Yet even now, their shadow hangs over us — we cursed and exiled savages — reminding us that gods once ruled on Jijo.

Living here as illegal squatters — as sooners who must never dwell beyond this strip between the mountains and the sea — we of the Six Races can only look with superstitious awe at eroded Buyur ruins. Even after books and literacy returned to our Commons, we lacked the tools and skills to analyze the remains or to learn much about Jijos last lawful tenants. Some recent enthusiasts, styling themselves archaeologists, have begun borrowing techniques from dusty Earthling texts, but these devotees cannot even tell us what the Buyur looked like, let alone their habits, attitudes, or way of life.

Our best evidence comes from folklore.

Though glavers no longer speak — and so are not counted among the Six — we still have some of the tales they used to tell, passed on by the g’Keks, who knew glavers best, before they devolved.

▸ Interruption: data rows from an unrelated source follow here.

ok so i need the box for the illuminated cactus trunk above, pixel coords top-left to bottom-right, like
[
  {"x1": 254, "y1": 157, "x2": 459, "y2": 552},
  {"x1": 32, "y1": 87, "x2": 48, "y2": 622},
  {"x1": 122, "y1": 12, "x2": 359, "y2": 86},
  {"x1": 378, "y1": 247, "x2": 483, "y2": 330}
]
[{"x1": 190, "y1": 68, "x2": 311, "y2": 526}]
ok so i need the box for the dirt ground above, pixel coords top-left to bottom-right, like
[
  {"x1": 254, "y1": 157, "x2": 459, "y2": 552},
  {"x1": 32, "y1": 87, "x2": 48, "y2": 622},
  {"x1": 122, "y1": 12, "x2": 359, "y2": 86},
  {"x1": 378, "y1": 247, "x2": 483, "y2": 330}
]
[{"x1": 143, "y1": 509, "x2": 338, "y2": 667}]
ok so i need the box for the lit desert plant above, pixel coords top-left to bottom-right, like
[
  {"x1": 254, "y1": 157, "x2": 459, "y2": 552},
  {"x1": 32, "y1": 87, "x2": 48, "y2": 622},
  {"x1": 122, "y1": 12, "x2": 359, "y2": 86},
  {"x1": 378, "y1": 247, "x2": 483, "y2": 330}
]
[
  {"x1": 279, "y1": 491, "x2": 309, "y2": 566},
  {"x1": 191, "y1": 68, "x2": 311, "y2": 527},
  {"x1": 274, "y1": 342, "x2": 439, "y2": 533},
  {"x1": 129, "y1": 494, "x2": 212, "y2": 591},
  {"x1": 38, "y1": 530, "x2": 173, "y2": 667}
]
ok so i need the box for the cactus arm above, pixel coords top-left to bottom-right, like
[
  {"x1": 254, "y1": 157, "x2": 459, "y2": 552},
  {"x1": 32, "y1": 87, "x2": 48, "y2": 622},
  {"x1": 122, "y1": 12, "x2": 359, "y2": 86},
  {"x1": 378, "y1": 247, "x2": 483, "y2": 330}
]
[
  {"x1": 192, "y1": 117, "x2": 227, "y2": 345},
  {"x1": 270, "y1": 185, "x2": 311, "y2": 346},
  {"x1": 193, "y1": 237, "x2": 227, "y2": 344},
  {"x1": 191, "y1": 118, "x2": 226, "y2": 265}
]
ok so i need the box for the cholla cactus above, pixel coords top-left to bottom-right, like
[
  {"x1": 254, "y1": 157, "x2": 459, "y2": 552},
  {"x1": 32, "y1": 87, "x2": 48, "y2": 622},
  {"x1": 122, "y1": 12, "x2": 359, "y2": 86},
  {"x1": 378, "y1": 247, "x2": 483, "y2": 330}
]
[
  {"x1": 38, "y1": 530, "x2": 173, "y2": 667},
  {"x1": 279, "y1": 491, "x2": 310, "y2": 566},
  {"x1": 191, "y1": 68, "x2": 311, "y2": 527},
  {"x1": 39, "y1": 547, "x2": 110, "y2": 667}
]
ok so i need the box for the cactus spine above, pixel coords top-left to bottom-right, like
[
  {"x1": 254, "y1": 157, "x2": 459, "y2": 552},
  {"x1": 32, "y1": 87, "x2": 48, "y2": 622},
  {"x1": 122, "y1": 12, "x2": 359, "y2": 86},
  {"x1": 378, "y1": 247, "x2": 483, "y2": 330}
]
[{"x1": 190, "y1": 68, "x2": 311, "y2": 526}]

Once, before their sneakship came to Jijo, when glavers roamed the stars as full citizens of the Five Galaxies, it is said that they were on intimate terms with a race called the Tunnuctyur, a great and noble clan. In their youth, these Tunnuctyur had been clients of another species — the patron that uplifted them, giving the Tunnuctyur mastery of speech, tools, and sapiency. Those patrons were called Buyur, and they came from Galaxy Four — from a world with a huge carbon star in its sky.

According to legend, these Buyur were known as clever designers of small living things.

They were also known to possess a rare and dangerous trait — a sense of humor.

—Mystery of the Buyur by Hau-uphtunda, Guild of Freelance Scholars, Year-of-Exile 1908.